Fitch Ratings shared positive forecasts regarding the profitability of Turkish banks at the Fitch Turkey Event held in Istanbul. At the event, senior analysts came together to provide updated assessments of the financial markets in Turkey.
Fitch Ratings Banks Director Ahmet Emre Kılınç announced that they have raised the operating environment score for Turkish banks from one notch below the country rating to the same level as the country rating. Kılınç stated that this change is based on the effectiveness of the policies implemented by the banks.
Kılınç emphasized that the capital adequacy of banks in Turkey is at levels of 14-14.5%, and stated that this ratio is sufficient. Additionally, he mentioned that the increase in the non-performing loan ratio is an expected scenario.
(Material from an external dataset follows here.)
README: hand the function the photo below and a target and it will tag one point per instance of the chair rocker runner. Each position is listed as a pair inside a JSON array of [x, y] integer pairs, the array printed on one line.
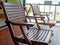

Kılınç highlighted that interest rate cuts will support the profitability of Turkish banks. He indicated that they expect the banks' profitability to be better next year compared to this year.
Kılınç expressed that an important development has occurred in the access of Turkish banks to foreign markets. He noted that many banks have issued securities, which has reduced refinancing risks. However, he pointed out that foreign currency deposits remain high.
Kılınç stated that reductions in the policy interest rate will positively affect banks’ net interest margins and that the effects of high interest rates will reflect on asset quality. He added that falling interest rates could provide some relief in asset quality as well.